There are three types:  

  • Cluster headache
  • Episodic cluster headache
  • Chronic cluster headache


 Paroxysmal hemicrania:

  • Episodic paroxysmal hemicrania
  • Chronic paroxysmal hemicranias


Unilateral and short-term neuralgia attacks such as:

  • Short-lasting unilateral neuralgiform headache with conjunctival injection and tearing (SUNCT)

  • Short-lasting unilateral headache with cranial autonomic (SUNA)

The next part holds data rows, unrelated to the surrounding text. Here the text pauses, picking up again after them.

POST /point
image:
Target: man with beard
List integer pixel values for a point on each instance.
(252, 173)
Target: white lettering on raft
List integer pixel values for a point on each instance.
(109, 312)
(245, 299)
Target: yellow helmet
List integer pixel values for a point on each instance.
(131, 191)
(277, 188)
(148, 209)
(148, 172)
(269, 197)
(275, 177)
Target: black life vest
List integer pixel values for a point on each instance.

  • Types of secondary headaches:

    • Trauma and injury to the skull
    • Increased intracranial pressure: spatial lesions like tumors as well as intracranial hemorrhage, etc. can increase intracranial pressure and stimulate pain-sensitive receptors.
    • Infections and Inflammations:
      • Meningitis
      • Brain abscess
      • Cerebral tuberculosis
    • Pseudotumor cerebri:
      • Consumption of substances and drugs
      • Material Withdrawal course
      • Temporal arthritis


High risk headaches:

  • High-risk headaches are headaches that start suddenly 
  • Headaches that the patient describes as having the most severe and worst headaches of his or her life (subarachnoid hemorrhage) or (rupture of cranial artery aneurysms)
  • Headaches with fever, nausea and vomiting, anorexia and neck stiffness
  • Headaches with high blood pressure (intracranial hemorrhage)
  • Headache with any degree of consciousness level fluctuation and confusion
  • Headaches with jumping vomit (tumors and other factors that increase intracranial pressure)
  • New onset of headache in a person over fifty years old who has never had a similar headache
  • Temporal headaches with tenderness in the temporal region and visual disturbances (temporal arthritis or giant cell arthritis)

In the above cases, an emergency visit to an equipped medical center is necessary!